Welcome to Things Worth Remembering, our weekly column in which writers share a poem or paragraph that all of us should commit to heart. This week, award-winning sportswriter Peter Richmond looks back on the moment his career took a remarkable turn, sparked by poetry from an unlikely source: Elvis Costello.
My ninth-grade English teacher, Mac, was appropriately English. He favored tweed jackets, sweater-vests, and tortoiseshell glasses, and spoke in a very Merchant Ivory voice—which he frequently used to emphasize to the class that the poetry of a handful of white European men from distant centuries represented the pinnacle of Western literature. Poetry, Mac said, in the exactitude of its language and form, held the key to the exquisite beauty of the literary promised land.

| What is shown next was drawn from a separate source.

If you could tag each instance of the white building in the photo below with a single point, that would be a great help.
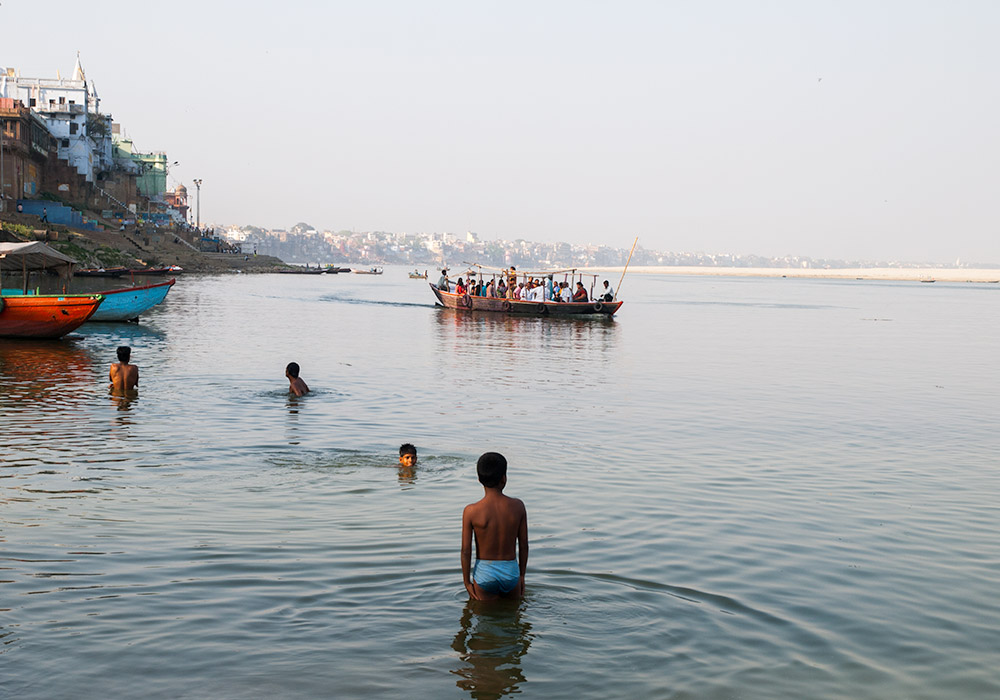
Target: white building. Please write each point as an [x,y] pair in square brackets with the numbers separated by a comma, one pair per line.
[71,110]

Mac was a great teacher, so I trusted him. But I could not untangle the words of Lord Byron and John Keats. “Lethe-wards had sunk” wasn’t the kind of phrase that made me want to know what Keats’s “Ode to a Nightingale” was trying to tell me. I knew I wanted to be a writer, but I liked to read and write stories that had a narrative arc. Poems generally left me wondering why the sentences were randomly diced up; if they were even sentences at all. And so, for many years, I believed that until I found a way into the lyrical mysteries of classical poetry, I’d be forever deprived literarily, and a lesser writer for it.